The value of charitable solicitation compliance is twofold. First, you stay on the right side of state and IRS law. Nonprofits are highly regulated, and for good reason, as government agencies want to make sure only legitimate charities are soliciting funds from and serving the public. Charities that fail to meet basic compliance requirements can receive penalties ranging from fines all the way to revocation of their right to solicit.
Second, and perhaps more importantly, is the reassurance you can give your donors. Fundraising laws are in place to protect donors, but it is your donors themselves who need to feel connected with your mission and trust you with their donation (or investment, depending who you ask). In addition to the many online tools available to donors, most states maintain databases where your donors can see whether your charity is registered. At the same time, your donors can see if you are current, under government scrutiny, and can get a better sense of where their donation actually goes.
While you may think your charity’s mission is the best thing since sliced bread, you still have to cut through the noise.
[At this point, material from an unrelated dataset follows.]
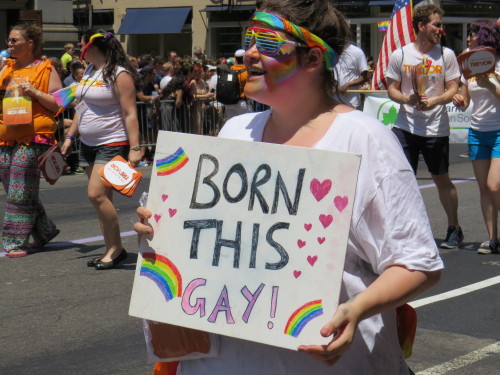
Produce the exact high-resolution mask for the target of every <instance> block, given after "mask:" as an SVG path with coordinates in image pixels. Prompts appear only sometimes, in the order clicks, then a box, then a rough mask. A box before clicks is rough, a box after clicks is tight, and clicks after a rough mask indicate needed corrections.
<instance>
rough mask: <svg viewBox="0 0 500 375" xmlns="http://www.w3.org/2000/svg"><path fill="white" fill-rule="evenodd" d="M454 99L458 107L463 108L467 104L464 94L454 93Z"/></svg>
mask: <svg viewBox="0 0 500 375" xmlns="http://www.w3.org/2000/svg"><path fill="white" fill-rule="evenodd" d="M452 101H453V104H455V106H456V107H457V108H462V107H464V106H465V98H464V97H463V95H460V94H456V95H454V96H453V99H452Z"/></svg>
Here are a few tips that can make your donors’ decision to give a bit easier, especially if you are reaching them impersonally online:
1. Register to solicit donations in the state in which the charity is based (usually the state of incorporation). For many small and medium sized charities, this is where many of your board members and donors reside, and where most of your fundraising activities take place.
2. If you fundraise online, be sure to register in select states before you ask for donations. A charitable solicitation license from the state of Illinois will do you little good in Wisconsin. At the same time, fundraising online means you must comply with applicable requirements nationwide.
3. Include disclosure statements on all your fundraising solicitations. Not only are they required by law in 24 states, but your donors can use them to find more information about your organization.
4. Include proof of 501(c) exemption and charitable registration in your solicitation “packets.” Your staff and fundraising footsoldiers probably have stories, pictures, and compelling materials to show prospects. Without the “legal stuff,” however, you may find your meeting with a donor cut short.
5. Don’t forget to really, truly thank your donors. Compliance isn’t flashy, but it absolutely helps demonstrate your nonprofit’s credibility and responsibility. However, both before and after your donors give, they need to feel engaged with and inspired by the work your charity does. When they do make that investment in you, return the favor. Sending a handwritten thank-you note goes a long way.
Your donors are busy people, so it’s time to make their decision to give as easy as you can. You already know how to tell stories, ask for donations, and manage donor communications and follow-ups. By staying compliant, you reassure prospective donors that your cause is legitimate and that their money goes exactly where it should. And if your donors feel good about giving to you, what more could you want?